Реализм 4.0 движется, хотя и в контексте той же проблематики, но, скорее, в противоположном направлении, ставя объекты и машины в один ряд с людьми и приближаясь, таким образом, к мифологическому типу мышления, соединенному с новейшей научной парадигмой и осознанием ее технических воплощений. Реализм 4.0 можно поэтому считать частью «нового гуманизма» [Lipovetsky 1999: 247], или «гипергуманизма» [Михайличенко, Несис 2001], – таким слиянием реальности и виртуальности, при котором любой объект мифопоэтически распознается как воплощенная личность. Русско-израильский реализм 4.0 соединяет в себе, следовательно, наиболее древние и наиболее современные типы понимания культурной реальности. При всех различиях между реализмом 4.0 и спекулятивным реализмом идеи последнего могут служить основанием для переосмысления нашего понимания реализма как такового.

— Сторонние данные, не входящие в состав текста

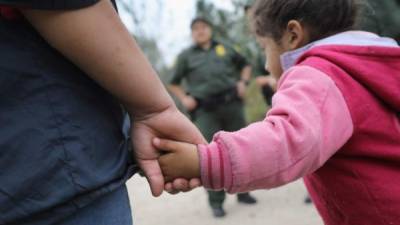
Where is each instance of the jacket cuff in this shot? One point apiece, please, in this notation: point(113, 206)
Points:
point(215, 165)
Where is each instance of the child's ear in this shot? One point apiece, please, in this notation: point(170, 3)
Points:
point(296, 35)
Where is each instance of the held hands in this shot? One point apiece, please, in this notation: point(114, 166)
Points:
point(171, 124)
point(180, 160)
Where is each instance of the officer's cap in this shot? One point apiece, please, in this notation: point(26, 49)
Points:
point(201, 20)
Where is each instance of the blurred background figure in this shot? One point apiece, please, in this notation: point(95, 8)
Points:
point(264, 80)
point(216, 77)
point(382, 17)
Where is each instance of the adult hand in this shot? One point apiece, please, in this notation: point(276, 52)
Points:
point(169, 124)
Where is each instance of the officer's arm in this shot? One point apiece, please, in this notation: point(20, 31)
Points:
point(179, 73)
point(95, 39)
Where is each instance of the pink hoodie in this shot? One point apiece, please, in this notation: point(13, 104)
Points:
point(328, 121)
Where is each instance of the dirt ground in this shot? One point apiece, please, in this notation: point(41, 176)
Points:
point(282, 206)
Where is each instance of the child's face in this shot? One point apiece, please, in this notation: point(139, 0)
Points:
point(295, 36)
point(273, 51)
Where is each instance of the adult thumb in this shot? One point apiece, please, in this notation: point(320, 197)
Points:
point(152, 171)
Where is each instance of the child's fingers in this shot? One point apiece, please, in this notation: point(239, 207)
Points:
point(165, 145)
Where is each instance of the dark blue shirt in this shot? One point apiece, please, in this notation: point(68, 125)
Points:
point(61, 140)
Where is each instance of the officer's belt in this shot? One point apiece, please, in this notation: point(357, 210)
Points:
point(218, 99)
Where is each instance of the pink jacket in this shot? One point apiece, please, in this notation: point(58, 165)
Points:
point(312, 124)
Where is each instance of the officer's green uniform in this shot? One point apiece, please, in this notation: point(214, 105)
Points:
point(383, 18)
point(211, 77)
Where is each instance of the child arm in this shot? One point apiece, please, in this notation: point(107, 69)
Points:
point(309, 122)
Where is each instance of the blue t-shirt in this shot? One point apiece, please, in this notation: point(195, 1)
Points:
point(61, 140)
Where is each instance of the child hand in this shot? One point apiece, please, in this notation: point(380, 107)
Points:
point(181, 160)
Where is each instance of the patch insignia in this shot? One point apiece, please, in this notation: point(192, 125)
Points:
point(220, 50)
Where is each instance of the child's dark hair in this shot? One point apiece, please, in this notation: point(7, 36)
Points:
point(322, 17)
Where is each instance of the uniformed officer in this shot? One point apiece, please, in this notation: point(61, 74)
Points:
point(254, 52)
point(65, 69)
point(216, 76)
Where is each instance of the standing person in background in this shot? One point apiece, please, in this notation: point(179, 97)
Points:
point(382, 17)
point(264, 80)
point(216, 76)
point(65, 69)
point(335, 119)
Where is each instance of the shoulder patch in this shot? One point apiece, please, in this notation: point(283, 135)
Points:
point(220, 50)
point(237, 48)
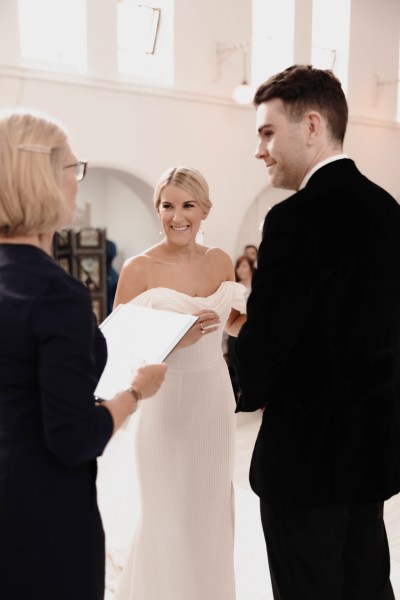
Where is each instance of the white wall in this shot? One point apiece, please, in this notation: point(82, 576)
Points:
point(136, 131)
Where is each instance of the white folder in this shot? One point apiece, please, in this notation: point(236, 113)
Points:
point(134, 335)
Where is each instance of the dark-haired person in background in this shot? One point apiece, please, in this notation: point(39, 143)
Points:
point(320, 351)
point(51, 357)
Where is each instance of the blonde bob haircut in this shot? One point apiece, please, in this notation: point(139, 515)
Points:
point(188, 179)
point(33, 150)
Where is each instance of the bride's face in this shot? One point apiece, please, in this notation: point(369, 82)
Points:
point(180, 215)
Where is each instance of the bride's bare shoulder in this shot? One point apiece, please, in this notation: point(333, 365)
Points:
point(133, 278)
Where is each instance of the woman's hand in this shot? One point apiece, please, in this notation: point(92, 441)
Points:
point(207, 322)
point(148, 378)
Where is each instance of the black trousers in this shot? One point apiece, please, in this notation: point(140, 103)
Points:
point(328, 553)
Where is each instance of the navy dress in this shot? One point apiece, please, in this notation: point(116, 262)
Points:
point(51, 357)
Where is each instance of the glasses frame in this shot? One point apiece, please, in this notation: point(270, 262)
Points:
point(80, 169)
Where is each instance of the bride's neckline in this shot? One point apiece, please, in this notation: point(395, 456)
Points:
point(160, 287)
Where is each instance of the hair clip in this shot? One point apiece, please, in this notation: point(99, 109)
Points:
point(35, 148)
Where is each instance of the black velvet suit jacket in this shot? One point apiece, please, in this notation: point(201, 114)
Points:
point(321, 347)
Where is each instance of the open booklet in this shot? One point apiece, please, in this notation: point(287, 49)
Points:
point(134, 335)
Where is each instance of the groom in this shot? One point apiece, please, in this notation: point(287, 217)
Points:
point(320, 352)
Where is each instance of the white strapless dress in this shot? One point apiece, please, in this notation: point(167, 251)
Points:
point(168, 514)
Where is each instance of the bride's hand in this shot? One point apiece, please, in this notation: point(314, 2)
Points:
point(207, 322)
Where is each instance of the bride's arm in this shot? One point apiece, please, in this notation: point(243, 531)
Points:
point(131, 280)
point(235, 322)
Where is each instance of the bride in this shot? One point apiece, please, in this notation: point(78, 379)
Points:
point(182, 546)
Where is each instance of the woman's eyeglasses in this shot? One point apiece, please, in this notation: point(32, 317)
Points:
point(80, 169)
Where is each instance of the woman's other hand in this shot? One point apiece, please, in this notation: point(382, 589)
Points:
point(207, 322)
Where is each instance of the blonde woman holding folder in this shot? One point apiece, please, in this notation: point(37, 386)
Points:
point(51, 355)
point(183, 544)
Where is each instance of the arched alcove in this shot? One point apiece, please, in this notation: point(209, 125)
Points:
point(120, 202)
point(250, 231)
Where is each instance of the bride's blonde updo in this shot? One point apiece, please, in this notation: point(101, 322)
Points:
point(188, 179)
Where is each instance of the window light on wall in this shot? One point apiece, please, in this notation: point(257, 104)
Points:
point(62, 43)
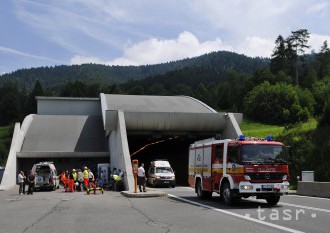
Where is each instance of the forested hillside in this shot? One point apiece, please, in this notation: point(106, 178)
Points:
point(52, 77)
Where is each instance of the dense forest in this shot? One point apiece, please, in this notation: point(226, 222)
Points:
point(289, 88)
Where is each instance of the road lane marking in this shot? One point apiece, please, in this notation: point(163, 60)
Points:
point(246, 217)
point(305, 207)
point(320, 198)
point(299, 206)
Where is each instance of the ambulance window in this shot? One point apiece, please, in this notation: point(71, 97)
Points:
point(219, 152)
point(233, 154)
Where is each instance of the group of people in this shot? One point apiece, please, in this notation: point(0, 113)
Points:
point(22, 180)
point(77, 179)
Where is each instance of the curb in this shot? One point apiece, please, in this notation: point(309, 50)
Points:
point(149, 193)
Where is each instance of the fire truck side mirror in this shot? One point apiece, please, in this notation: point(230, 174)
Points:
point(135, 166)
point(290, 159)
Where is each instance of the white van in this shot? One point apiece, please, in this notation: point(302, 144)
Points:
point(46, 176)
point(160, 173)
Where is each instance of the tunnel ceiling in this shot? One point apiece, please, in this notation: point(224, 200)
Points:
point(166, 114)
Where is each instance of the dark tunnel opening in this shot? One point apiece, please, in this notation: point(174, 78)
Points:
point(175, 149)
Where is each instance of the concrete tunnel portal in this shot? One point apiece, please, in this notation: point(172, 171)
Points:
point(77, 131)
point(170, 147)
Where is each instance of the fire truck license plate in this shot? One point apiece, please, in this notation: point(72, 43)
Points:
point(267, 186)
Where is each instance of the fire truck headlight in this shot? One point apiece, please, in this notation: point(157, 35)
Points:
point(246, 187)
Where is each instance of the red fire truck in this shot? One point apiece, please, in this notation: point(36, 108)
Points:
point(239, 168)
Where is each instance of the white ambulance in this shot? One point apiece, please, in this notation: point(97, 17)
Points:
point(160, 173)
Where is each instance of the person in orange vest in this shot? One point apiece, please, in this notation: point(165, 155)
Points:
point(85, 175)
point(64, 180)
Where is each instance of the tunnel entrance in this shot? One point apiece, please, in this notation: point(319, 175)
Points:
point(173, 148)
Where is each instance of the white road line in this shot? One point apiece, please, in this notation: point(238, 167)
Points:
point(301, 206)
point(247, 217)
point(320, 198)
point(305, 207)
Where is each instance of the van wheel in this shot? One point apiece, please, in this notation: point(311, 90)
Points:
point(273, 200)
point(200, 192)
point(226, 194)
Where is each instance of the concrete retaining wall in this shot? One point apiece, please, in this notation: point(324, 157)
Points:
point(119, 151)
point(316, 189)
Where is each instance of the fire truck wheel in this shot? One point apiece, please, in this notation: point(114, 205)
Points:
point(273, 200)
point(200, 192)
point(226, 194)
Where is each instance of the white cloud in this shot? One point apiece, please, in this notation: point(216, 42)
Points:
point(256, 47)
point(155, 51)
point(316, 41)
point(15, 52)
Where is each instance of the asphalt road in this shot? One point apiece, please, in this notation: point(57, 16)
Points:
point(180, 211)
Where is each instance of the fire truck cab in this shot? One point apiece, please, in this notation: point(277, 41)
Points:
point(239, 168)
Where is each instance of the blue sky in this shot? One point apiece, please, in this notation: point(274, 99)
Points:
point(38, 33)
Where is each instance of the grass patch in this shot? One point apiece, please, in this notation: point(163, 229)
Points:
point(257, 129)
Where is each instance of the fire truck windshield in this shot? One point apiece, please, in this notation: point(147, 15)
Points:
point(263, 154)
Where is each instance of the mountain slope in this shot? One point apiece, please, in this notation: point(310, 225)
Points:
point(93, 73)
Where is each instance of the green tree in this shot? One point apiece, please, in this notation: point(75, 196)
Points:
point(324, 60)
point(321, 92)
point(76, 88)
point(325, 116)
point(298, 41)
point(278, 60)
point(156, 89)
point(31, 102)
point(136, 90)
point(10, 103)
point(275, 104)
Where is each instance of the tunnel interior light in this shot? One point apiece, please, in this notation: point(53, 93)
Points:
point(269, 138)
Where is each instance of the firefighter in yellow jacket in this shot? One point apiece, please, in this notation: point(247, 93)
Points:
point(86, 182)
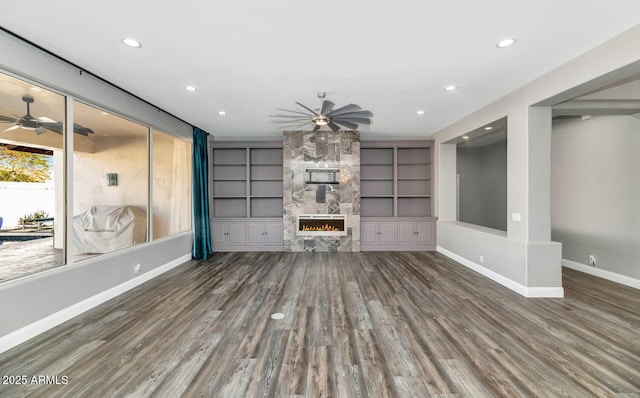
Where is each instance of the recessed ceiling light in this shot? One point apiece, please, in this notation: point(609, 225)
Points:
point(131, 42)
point(508, 42)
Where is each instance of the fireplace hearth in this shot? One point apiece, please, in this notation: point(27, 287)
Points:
point(321, 225)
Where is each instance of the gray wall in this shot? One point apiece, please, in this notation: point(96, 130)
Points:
point(595, 191)
point(533, 265)
point(483, 185)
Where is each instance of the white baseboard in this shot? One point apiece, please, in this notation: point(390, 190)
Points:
point(601, 273)
point(21, 335)
point(530, 292)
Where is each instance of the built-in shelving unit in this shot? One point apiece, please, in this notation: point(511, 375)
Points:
point(246, 195)
point(395, 181)
point(396, 205)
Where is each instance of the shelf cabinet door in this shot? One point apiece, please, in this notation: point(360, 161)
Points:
point(406, 232)
point(273, 233)
point(387, 233)
point(236, 234)
point(426, 232)
point(219, 233)
point(255, 233)
point(369, 232)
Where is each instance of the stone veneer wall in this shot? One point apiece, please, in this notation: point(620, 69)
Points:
point(304, 149)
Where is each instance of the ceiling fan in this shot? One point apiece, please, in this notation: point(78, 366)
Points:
point(39, 124)
point(349, 116)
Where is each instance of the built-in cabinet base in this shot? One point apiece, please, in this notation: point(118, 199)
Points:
point(377, 234)
point(397, 233)
point(243, 234)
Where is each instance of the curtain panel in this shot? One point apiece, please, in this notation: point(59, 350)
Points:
point(202, 248)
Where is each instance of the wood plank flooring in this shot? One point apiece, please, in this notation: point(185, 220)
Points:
point(371, 324)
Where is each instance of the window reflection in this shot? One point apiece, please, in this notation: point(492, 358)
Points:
point(31, 179)
point(481, 164)
point(110, 183)
point(171, 187)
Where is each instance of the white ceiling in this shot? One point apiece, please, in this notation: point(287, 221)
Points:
point(250, 57)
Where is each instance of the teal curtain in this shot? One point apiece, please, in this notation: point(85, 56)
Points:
point(201, 227)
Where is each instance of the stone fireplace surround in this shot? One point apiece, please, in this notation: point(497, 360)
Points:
point(302, 194)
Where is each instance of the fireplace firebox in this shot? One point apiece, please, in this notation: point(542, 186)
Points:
point(321, 225)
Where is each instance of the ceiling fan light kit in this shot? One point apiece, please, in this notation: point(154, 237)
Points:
point(349, 116)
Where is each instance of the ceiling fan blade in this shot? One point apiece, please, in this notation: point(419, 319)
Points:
point(298, 112)
point(344, 109)
point(44, 119)
point(354, 114)
point(344, 123)
point(7, 119)
point(294, 126)
point(358, 120)
point(326, 107)
point(13, 128)
point(80, 129)
point(309, 109)
point(56, 127)
point(334, 127)
point(292, 116)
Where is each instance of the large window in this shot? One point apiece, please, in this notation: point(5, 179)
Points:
point(109, 197)
point(171, 185)
point(110, 182)
point(31, 151)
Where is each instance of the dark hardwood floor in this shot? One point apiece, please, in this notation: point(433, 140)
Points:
point(354, 325)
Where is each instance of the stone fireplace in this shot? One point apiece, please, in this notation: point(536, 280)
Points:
point(321, 178)
point(321, 225)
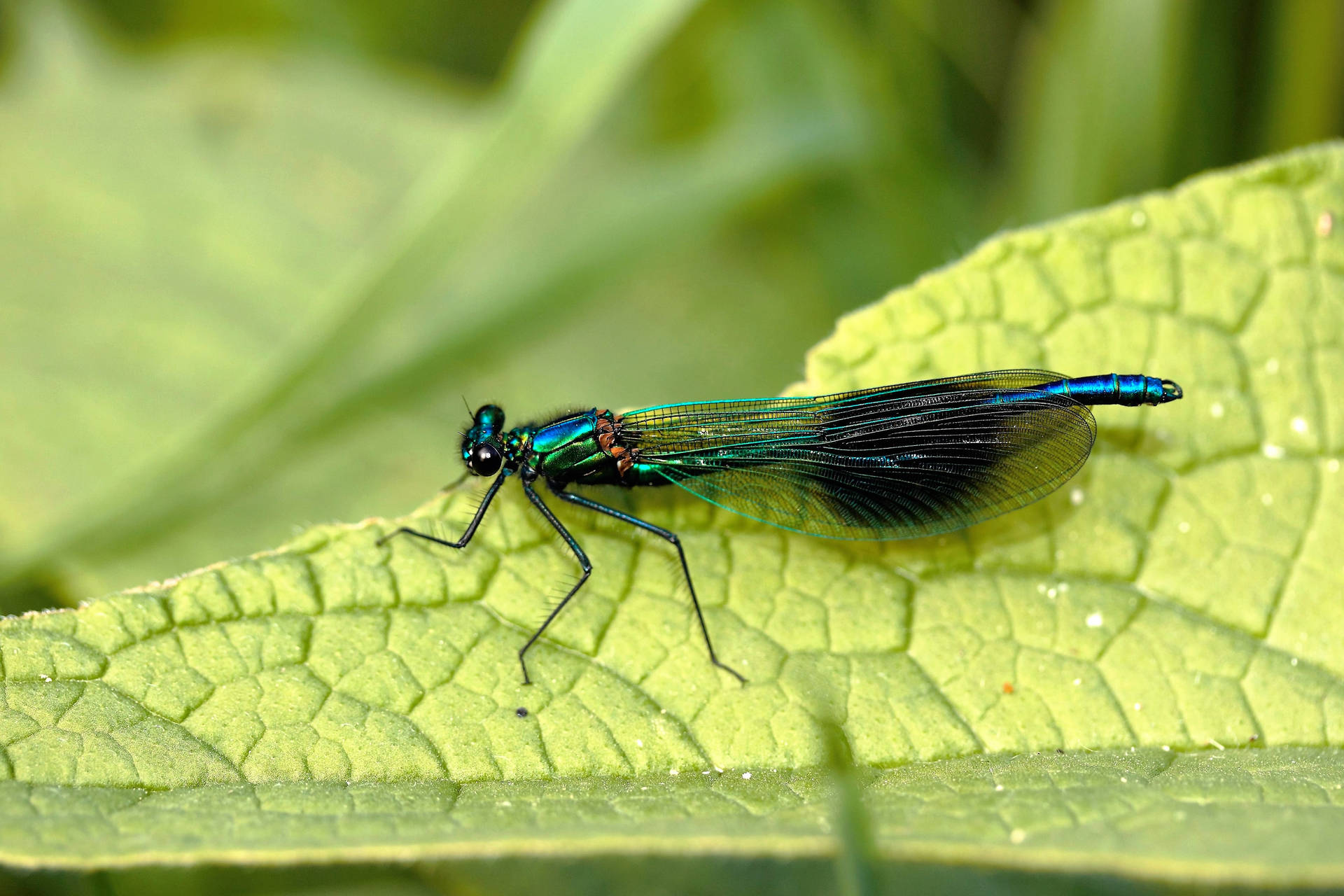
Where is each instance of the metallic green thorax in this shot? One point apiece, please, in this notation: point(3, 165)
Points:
point(584, 448)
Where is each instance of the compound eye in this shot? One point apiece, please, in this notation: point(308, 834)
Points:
point(486, 460)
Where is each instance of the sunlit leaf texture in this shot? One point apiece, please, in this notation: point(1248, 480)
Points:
point(1142, 673)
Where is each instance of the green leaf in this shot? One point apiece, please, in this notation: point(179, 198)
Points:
point(1140, 675)
point(609, 226)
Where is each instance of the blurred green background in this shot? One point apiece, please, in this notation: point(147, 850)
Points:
point(255, 254)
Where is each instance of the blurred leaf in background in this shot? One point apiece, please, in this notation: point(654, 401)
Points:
point(257, 253)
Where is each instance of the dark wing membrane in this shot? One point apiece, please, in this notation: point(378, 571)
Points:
point(891, 463)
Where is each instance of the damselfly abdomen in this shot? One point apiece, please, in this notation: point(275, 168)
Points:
point(889, 463)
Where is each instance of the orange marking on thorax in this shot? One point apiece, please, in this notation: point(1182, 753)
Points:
point(606, 433)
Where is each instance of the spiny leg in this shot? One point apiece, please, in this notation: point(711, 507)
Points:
point(663, 533)
point(584, 562)
point(470, 527)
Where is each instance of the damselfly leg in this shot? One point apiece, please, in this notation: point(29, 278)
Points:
point(470, 527)
point(663, 533)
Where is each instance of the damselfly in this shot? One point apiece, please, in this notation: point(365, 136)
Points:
point(889, 463)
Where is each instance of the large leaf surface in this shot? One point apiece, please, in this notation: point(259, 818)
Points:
point(1142, 673)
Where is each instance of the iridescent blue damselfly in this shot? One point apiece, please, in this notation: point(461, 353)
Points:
point(889, 463)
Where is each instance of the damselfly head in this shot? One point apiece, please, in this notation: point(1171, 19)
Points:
point(482, 449)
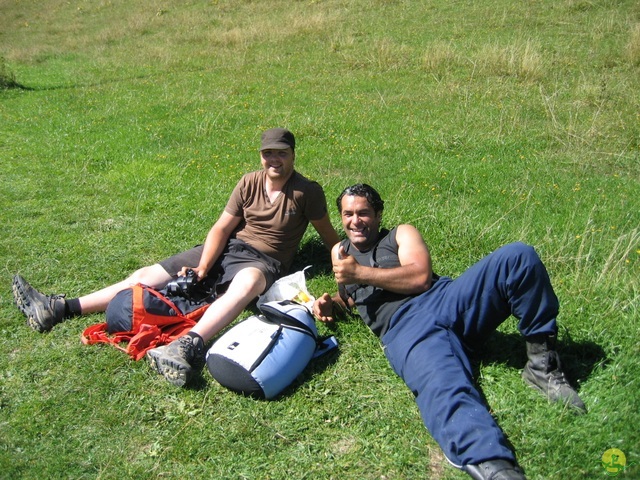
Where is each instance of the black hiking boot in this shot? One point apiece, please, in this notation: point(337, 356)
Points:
point(179, 360)
point(544, 372)
point(495, 470)
point(42, 311)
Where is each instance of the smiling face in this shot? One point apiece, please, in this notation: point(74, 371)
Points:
point(278, 163)
point(360, 221)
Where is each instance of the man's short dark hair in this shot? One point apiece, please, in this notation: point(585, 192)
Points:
point(362, 190)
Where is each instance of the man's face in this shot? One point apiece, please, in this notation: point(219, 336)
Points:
point(360, 222)
point(278, 163)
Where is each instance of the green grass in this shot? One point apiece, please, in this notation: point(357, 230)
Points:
point(125, 125)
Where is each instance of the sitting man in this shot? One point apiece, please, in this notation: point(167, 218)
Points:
point(428, 324)
point(251, 245)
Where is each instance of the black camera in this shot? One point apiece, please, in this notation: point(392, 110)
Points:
point(184, 286)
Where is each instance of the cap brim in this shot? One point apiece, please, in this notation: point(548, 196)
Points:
point(276, 146)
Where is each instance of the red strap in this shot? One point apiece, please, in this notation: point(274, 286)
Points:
point(147, 330)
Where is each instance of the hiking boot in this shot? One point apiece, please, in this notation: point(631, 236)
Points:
point(178, 361)
point(544, 372)
point(495, 470)
point(42, 311)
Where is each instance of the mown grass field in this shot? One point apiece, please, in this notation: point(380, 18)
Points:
point(125, 125)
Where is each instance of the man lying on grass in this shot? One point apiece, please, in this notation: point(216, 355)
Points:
point(428, 324)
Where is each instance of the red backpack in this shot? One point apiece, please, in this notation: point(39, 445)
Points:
point(144, 318)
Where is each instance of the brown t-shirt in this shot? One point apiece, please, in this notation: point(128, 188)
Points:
point(275, 228)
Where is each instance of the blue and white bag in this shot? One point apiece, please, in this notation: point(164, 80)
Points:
point(264, 354)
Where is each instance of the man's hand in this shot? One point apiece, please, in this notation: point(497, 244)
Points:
point(200, 272)
point(323, 308)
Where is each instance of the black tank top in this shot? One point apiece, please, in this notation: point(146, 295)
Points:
point(375, 305)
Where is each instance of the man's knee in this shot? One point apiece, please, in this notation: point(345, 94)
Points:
point(525, 254)
point(150, 275)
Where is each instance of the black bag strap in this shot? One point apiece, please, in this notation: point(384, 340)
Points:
point(273, 315)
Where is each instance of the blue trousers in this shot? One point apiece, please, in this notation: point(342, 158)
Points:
point(429, 337)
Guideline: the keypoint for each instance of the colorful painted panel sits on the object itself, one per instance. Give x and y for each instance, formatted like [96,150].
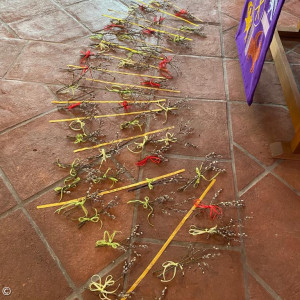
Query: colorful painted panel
[253,39]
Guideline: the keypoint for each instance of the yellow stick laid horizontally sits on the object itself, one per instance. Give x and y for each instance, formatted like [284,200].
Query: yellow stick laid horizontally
[112,115]
[166,244]
[114,190]
[133,85]
[108,101]
[118,72]
[124,139]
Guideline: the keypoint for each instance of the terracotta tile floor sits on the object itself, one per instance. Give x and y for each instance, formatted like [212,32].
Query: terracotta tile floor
[45,256]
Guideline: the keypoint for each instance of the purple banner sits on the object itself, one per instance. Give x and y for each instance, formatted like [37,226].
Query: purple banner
[253,39]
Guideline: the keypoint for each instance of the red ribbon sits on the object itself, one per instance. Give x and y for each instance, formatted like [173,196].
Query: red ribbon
[148,31]
[150,83]
[154,159]
[181,13]
[107,27]
[214,209]
[74,105]
[87,54]
[125,105]
[163,67]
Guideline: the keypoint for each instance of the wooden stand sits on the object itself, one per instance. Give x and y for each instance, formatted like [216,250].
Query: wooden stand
[291,149]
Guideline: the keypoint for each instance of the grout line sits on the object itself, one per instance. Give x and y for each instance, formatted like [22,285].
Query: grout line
[103,272]
[16,59]
[185,244]
[230,135]
[9,29]
[37,229]
[263,284]
[13,127]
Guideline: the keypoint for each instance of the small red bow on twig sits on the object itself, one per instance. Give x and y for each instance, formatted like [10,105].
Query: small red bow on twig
[150,83]
[214,209]
[154,159]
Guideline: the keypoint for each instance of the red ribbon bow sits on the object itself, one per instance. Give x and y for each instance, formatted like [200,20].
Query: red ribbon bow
[148,31]
[74,105]
[181,13]
[108,27]
[214,209]
[125,105]
[154,159]
[87,54]
[150,83]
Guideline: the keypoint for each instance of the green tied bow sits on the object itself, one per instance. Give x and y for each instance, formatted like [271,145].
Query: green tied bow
[168,265]
[97,286]
[108,240]
[197,231]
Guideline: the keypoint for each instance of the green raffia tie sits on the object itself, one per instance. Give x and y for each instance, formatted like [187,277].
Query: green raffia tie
[168,139]
[97,286]
[197,231]
[108,240]
[131,123]
[149,182]
[93,219]
[200,175]
[139,145]
[146,205]
[165,109]
[167,265]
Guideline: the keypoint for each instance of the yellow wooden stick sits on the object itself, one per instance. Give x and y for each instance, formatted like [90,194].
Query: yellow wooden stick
[118,72]
[108,101]
[114,190]
[121,58]
[150,28]
[133,85]
[124,139]
[112,115]
[166,244]
[167,13]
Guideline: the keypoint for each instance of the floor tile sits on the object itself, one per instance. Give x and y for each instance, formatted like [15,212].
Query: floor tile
[76,247]
[268,89]
[54,26]
[256,291]
[6,33]
[255,128]
[233,8]
[38,155]
[287,20]
[228,22]
[289,171]
[246,168]
[226,265]
[201,117]
[93,16]
[207,74]
[9,51]
[21,101]
[165,219]
[44,62]
[206,46]
[26,266]
[205,10]
[15,10]
[7,200]
[273,239]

Русско-израильская литература существует в многомерном и неопределенном культурном пространстве. Она не просто бикультурна и транскультурна, но, как квант в суперпозиции, находится одновременно в нескольких культурных состояниях, каждое из которых в разные моменты воспринимается ею как «иное» и потому всегда новое. Поэтому я буду называть ее неокультурной, ведь ни о переходе в иную культуру (транс-), ни о равносильном принятии двух культур (би-) речь в данном случае идти не может. Приставка же «нео» сигнализирует о двух процессах одновременно: принятие новой культуры и консервация старой как усилие, попытка (повторная, вторичная) или даже эксперимент. И поскольку, как и в квантовой механике, это состояние неопределенно, а его «измерение», то есть изучение, будучи проводимо в рамках одного или нескольких языков и культур, меняет само это состояние, то русско-израильская литература представляется бесконечно изменчивой и принципиально неопределенной и неопределимой. Ее культурная «суперпозиция» оказывается конфигурацией ее дискурса, ее темой и художественным методом.
Причина возникновения новой культурной ситуации в израильской русской литературе заключается в особенностях того сообщества, в котором эта литература рождается и развивается и которое не позволяет ей застыть или отмереть, несмотря на не прекращающиеся десятилетиями пессимистичные предсказания. Русскоязычное сообщество Израиля имеет ряд черт, сочетание которых выделяет его из ряда других эмигрантских и репатриантских (или экспатриантских) сообществ в мире. Во-первых, оно является частью национального большинства: оно почти целиком состоит из евреев. Во-вторых, оно социоэкономически интегрировано в израильское общество: многие его члены весьма преуспевают в политике, науке, промышленности, искусстве. В-третьих, оно пользуется известной культурной автономией: внутри сообщества функционируют издательства, журналы, газеты, клубы и другие организации. В то же время каждый из этих признаков проявляет высокую степень нестабильности и хаотичности: принадлежность к национальному большинству отнюдь не всегда означает общность культурных ценностей, знаний, компетенций, интересов, практик, привычек и менталитета; среднестатистическая интегрированность не исключает выпадения целых социальных слоев, например людей старшего поколения, притом что именно они зачастую являются основными носителями культуры страны исхода, а также выпадения отдельных, но знаковых в культурном смысле фигур, каковыми, например, являются не прижившиеся в стране писатели; границы культурной автономии весьма расплывчаты и обладают высокой изменчивостью, что проявляется, среди прочего, в том, что институции и проекты, возникающие в сообществе, имеют зачастую короткий срок жизни, и даже их языковая, культурная и идеологическая направленности могут меняться в короткие сроки, в зависимости, например, от политики Российской Федерации и отношения к ней в мире и в Израиле.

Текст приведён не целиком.